Tuesday, May 31, 2016

Manitoba PC's present moderate budget with a few changes from NDP

The first budget introduced by the new Progressive Conservative government of Brian Pallister introduces only minor changes after the recent defeat of the former New Democratic Party (NDP).

The budget does not try to avoid a deficit. Instead is plans for a $890 million deficit at the end of its first fiscal year. Although the budget is called "Correcting the Course" it only makes modest changes. Rather than any drastic cut in government spending and austerity measures, all but two government departments will actually see their budgets rise this year. Health and social services will receive the greatest increases:
 What's now known as Manitoba Health, Seniors and Active Living will receive an additional $300 million as its budget increases to $6 billion from $5.7 billion. The budget for the new Families Department will rise $100 million, to $1.9 billion from $1.8 billion
The Conservatives, or Tories as they are called, claimed only they would balance the budget during their next term. This would be some time after 2020 if they are re-elected.

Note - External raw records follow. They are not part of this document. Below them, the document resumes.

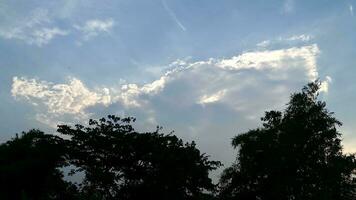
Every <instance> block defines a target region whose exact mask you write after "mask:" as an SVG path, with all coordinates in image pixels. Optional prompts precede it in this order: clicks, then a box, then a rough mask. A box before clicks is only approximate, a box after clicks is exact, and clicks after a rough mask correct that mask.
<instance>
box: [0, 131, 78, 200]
mask: <svg viewBox="0 0 356 200" xmlns="http://www.w3.org/2000/svg"><path fill="white" fill-rule="evenodd" d="M65 151H66V149H65V145H64V141H63V140H62V139H61V138H59V137H56V136H53V135H45V134H44V133H43V132H41V131H38V130H30V131H29V132H24V133H23V134H22V135H21V136H20V137H18V136H16V137H15V138H14V139H12V140H10V141H8V142H6V143H4V144H2V145H0V199H2V200H7V199H9V200H17V199H24V200H27V199H33V200H38V199H43V200H45V199H46V200H47V199H58V200H59V199H72V198H74V194H75V193H76V187H75V186H74V185H72V184H70V183H68V182H66V181H64V180H63V175H62V173H61V171H60V170H59V168H60V167H63V166H64V165H65Z"/></svg>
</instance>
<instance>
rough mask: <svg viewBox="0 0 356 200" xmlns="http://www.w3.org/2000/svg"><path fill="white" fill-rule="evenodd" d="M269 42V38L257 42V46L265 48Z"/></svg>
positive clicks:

The government deficit will actually be more than twice that the NDP Greg Selinger government envisioned for 2015-16. However, the actual deficit was predicted to be around one billion. The new budget gives some tax relief to low income earners and claws back a senior's school-tax rebate brought in by the NDP but only for higher income seniors. Finance Minister Friesen said: "Tax policy must be principled Those seniors who actually need the support will continue to receive it." Friesen also promised to reduce the fees for ambulance service. The opposition NDP said that it expects the Conservatives to bring in deep cuts and an austerity program next year as they did not have time to plan for such policies as yet.

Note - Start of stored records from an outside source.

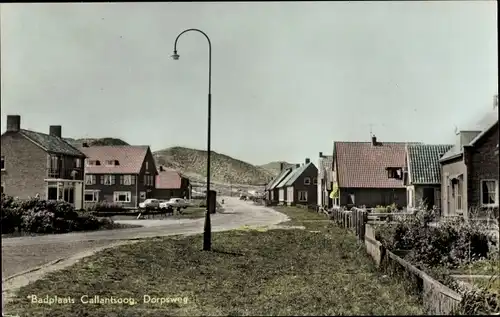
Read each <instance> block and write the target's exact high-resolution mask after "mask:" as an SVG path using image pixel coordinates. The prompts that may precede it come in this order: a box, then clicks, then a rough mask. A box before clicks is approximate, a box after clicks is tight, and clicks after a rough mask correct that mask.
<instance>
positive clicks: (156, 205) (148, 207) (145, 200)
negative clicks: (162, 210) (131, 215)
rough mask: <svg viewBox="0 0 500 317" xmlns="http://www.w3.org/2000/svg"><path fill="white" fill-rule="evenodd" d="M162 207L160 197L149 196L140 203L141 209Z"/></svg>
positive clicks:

While Manitoba has balanced budget legislation, Finance Minister, Cameron Friesen, plans to suspend it in 2017 and replace it with "legislation that provides Manitoba taxpayers with enforceable protection, including the restoration of their right to vote on major tax increases". There was much opposition to NDP premier Greg Selinger increasing the provincial sales tax after promising not to do so during the election campaign. Friesen said: "This is practical. There's nothing hidden here. We are relying on the advice of experts."
One of the departments to have its budget cut is Manitoba Agriculture. The rural areas were among those most strongly supporting the Progressive Conservatives. The budget drops from $181 million to 180 million. Friesen suggested the drop was actually good news because he said commodity prices are strong and there is an expected drop in crop insurance payments.
Chris Adams, of St. Paul's College at the University of Manitoba said that the budget was "steady as she goes" with no major surprises. He said: "This wasn't a Mike Harris 'Common Sense Revolution' budget, as some people worried about. It's more in tune with what we saw from Brad Wall's Saskatchewan Party when they defeated the Saskatchewan NDP in 2007.Also, the premier didn't have a lot of time to get this budget together, so he's really taken what was happening over the past number of years and fine-tuned it. I think next year we'll see some bigger changes."The Harris Ontario provincial budget was very right-wing and ideological whereas the Wall government has been careful not to alter popular social programs associated with the left and NDP. As a result, it has high popularity ratings. However, Adams did note that the budget did not highlight child care, Indigenous issues, or labor issues as the previous NDP government had one.
The Conservatives managed to break with the tradition of showing off a new pair of shoes when they introduce their first budget. Finance Minister, Cameron Friesen, said: "We thought in our first budget as Manitoba government, rather than do something empty to satisfy a tradition, we would instead follow the Manitoba values of inclusiveness and generosity." Friesen gave new pairs of sneakers to the Teweldes, an Eritrean family of five, who recently relocated to Winnipeg via Sudan. Friesen said that as a father of three he understood how little costs add up:"It's tough for families to make those ends meet, Today we're helping this family in one small way." He said that the government would save families money by not raising taxes. 3,000 refugees are expected to be brought to Manitoba over the next year.